かわち野

かわち野第十集

私の七五三

内田 みづほ

 私は幼い頃、祖父母に育てられた。自然豊かな愛知県の山あいの村が私のふるさとだ。今は人口千人ほどの限界集落である。三歳の七五三は祖父母の家で行った。楽しげで、にぎやかな大人たちに見守られていた。が、そこには父母の姿はなかった。七〇年も前のことなので、記憶が定かではない。

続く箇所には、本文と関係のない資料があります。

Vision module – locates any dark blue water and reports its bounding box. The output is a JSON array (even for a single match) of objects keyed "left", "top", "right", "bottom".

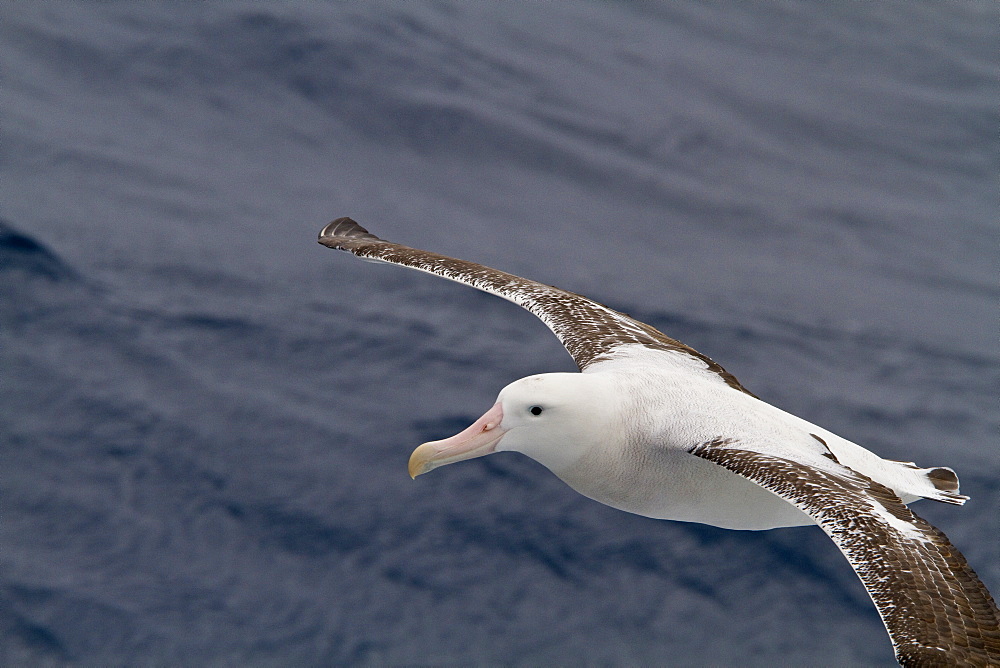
[{"left": 0, "top": 2, "right": 1000, "bottom": 665}]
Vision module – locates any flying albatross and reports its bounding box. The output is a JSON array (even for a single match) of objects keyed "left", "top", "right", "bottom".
[{"left": 319, "top": 218, "right": 1000, "bottom": 666}]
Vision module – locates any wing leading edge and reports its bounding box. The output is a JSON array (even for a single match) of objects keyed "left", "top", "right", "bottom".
[
  {"left": 691, "top": 439, "right": 1000, "bottom": 666},
  {"left": 319, "top": 218, "right": 752, "bottom": 396}
]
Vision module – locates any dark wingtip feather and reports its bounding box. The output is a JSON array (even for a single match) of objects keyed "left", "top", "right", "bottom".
[{"left": 319, "top": 216, "right": 378, "bottom": 247}]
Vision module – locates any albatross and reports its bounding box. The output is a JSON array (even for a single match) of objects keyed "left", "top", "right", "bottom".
[{"left": 319, "top": 218, "right": 1000, "bottom": 666}]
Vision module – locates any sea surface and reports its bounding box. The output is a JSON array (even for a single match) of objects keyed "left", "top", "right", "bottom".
[{"left": 0, "top": 1, "right": 1000, "bottom": 666}]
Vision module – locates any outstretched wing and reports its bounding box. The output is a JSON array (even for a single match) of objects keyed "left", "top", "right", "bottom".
[
  {"left": 691, "top": 439, "right": 1000, "bottom": 666},
  {"left": 319, "top": 218, "right": 749, "bottom": 394}
]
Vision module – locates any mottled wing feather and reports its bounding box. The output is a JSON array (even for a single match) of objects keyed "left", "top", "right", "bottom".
[
  {"left": 691, "top": 439, "right": 1000, "bottom": 666},
  {"left": 319, "top": 218, "right": 750, "bottom": 394}
]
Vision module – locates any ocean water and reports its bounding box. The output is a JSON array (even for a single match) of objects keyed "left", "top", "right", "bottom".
[{"left": 0, "top": 2, "right": 1000, "bottom": 666}]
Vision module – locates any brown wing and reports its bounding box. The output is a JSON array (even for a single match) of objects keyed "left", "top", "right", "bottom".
[
  {"left": 691, "top": 439, "right": 1000, "bottom": 666},
  {"left": 319, "top": 218, "right": 749, "bottom": 394}
]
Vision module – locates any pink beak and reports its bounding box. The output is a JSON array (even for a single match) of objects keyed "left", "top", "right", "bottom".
[{"left": 409, "top": 402, "right": 507, "bottom": 478}]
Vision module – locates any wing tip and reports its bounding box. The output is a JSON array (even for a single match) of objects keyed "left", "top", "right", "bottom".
[{"left": 319, "top": 216, "right": 378, "bottom": 248}]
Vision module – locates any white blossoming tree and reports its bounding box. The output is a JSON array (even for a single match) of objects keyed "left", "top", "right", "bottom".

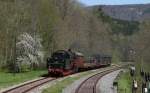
[{"left": 16, "top": 33, "right": 44, "bottom": 71}]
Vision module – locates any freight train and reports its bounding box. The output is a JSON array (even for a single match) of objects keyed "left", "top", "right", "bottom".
[{"left": 47, "top": 49, "right": 111, "bottom": 76}]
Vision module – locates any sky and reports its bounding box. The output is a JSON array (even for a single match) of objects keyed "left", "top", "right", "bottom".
[{"left": 78, "top": 0, "right": 150, "bottom": 6}]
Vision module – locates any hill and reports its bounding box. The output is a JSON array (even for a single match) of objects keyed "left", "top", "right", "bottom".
[{"left": 93, "top": 4, "right": 150, "bottom": 21}]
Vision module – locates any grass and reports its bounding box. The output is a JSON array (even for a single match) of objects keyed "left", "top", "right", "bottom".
[
  {"left": 42, "top": 72, "right": 90, "bottom": 93},
  {"left": 118, "top": 71, "right": 132, "bottom": 93},
  {"left": 0, "top": 70, "right": 47, "bottom": 89},
  {"left": 42, "top": 67, "right": 110, "bottom": 93}
]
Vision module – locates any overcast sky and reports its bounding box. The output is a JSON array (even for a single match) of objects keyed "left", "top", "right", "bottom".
[{"left": 78, "top": 0, "right": 150, "bottom": 6}]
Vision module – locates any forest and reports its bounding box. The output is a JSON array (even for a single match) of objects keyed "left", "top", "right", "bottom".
[{"left": 0, "top": 0, "right": 150, "bottom": 72}]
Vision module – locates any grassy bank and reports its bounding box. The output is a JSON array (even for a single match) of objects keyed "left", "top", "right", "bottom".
[
  {"left": 118, "top": 71, "right": 132, "bottom": 93},
  {"left": 0, "top": 70, "right": 47, "bottom": 89},
  {"left": 42, "top": 72, "right": 92, "bottom": 93},
  {"left": 42, "top": 68, "right": 112, "bottom": 93}
]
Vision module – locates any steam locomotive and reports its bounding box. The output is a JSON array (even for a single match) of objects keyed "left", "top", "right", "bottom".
[{"left": 47, "top": 50, "right": 111, "bottom": 76}]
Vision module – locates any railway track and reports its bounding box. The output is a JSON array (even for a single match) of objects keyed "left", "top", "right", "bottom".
[
  {"left": 2, "top": 77, "right": 56, "bottom": 93},
  {"left": 75, "top": 67, "right": 121, "bottom": 93}
]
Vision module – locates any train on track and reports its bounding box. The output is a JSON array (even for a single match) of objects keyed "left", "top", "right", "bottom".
[{"left": 47, "top": 49, "right": 112, "bottom": 76}]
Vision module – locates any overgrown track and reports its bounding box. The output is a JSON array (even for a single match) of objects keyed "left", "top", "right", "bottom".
[
  {"left": 3, "top": 77, "right": 55, "bottom": 93},
  {"left": 75, "top": 67, "right": 121, "bottom": 93}
]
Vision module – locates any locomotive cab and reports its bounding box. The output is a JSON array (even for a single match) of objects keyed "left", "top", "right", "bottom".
[{"left": 47, "top": 50, "right": 72, "bottom": 76}]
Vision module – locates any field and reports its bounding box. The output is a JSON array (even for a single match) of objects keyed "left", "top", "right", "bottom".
[
  {"left": 118, "top": 72, "right": 132, "bottom": 93},
  {"left": 0, "top": 70, "right": 47, "bottom": 89}
]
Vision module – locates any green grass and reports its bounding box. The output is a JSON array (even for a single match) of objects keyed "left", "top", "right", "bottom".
[
  {"left": 42, "top": 68, "right": 108, "bottom": 93},
  {"left": 0, "top": 70, "right": 47, "bottom": 89},
  {"left": 118, "top": 72, "right": 132, "bottom": 93}
]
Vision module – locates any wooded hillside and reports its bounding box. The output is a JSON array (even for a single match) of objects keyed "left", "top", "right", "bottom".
[{"left": 0, "top": 0, "right": 111, "bottom": 71}]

 私は何も分からず「今日は特別な日なのだろうな」と緊張しながら、楽しい気持ちでいただろうと思う。祖母はたった一日のこの日のために大忙しだった。農作業で疲れた体をおして、夜なべをして私の着物を縫ってくれた。張り切りようが伝わってくる。子どもの着物のサイズは三つ身、四つ身などあるそうだ。四つ身の着物は三歳から十二歳位まで着られる。孫の成長を願って七歳でも着られるように四つ身の着物を仕立てた。
 当時の着物は今のような華やかな色や柄ではなかったと記憶している。私の着物も確か、地色が茄紺(なすこん)色で、一筆書きの花が描かれていた。写真が白黒のため、今となっては確かめようがない。着物は着崩れしないように肩上げ、腰上げをした。が、三歳の私には袖が長く、裾も体にまとわりつく。私はこの特別な日が嬉しくて、裾を引きずるようにして、家中を走り回った。
 当時、山村の村に写真館はなかった。隣町の写真館の当主が出張撮影をしてくれた。大人と子供の追いかけっこが続く。大人が追いかけるほどに私は歓声を上げて逃げ回る。シャッターを切るチャンスがない。私が走り疲れて、襖に凭れた所をパチリ。たった一枚の記念写真である。私はつぶらな目で一点を見つめている。その先に何を見ていたか知る由もない。祖母は「子供は座敷の花」と、嬉しそうによく話していた。この時の情景を思い出していたのかもしれないと、ふと思う。

 昭和三〇年頃、田舎で七五三の祝いをする家はほとんどなかった。祖母の孫への愛情は特別で、その願いがかなった晴れやかな日だった。
 その後、私は都会に住む父母に引き取られた。そのため、祖母が丹精を込めて仕立てた着物を七歳の七五三で着ることはなかった。
 時を経て思い起こすことは、七五三の行事から祖父母の愛情が十分伝わってくる。温かな思い出とともに、その愛情が今の私を育んでいる。祖母の想いは私から子や孫に脈々と受け継がれている。
 今も祖母に見守られていると静かに感じる。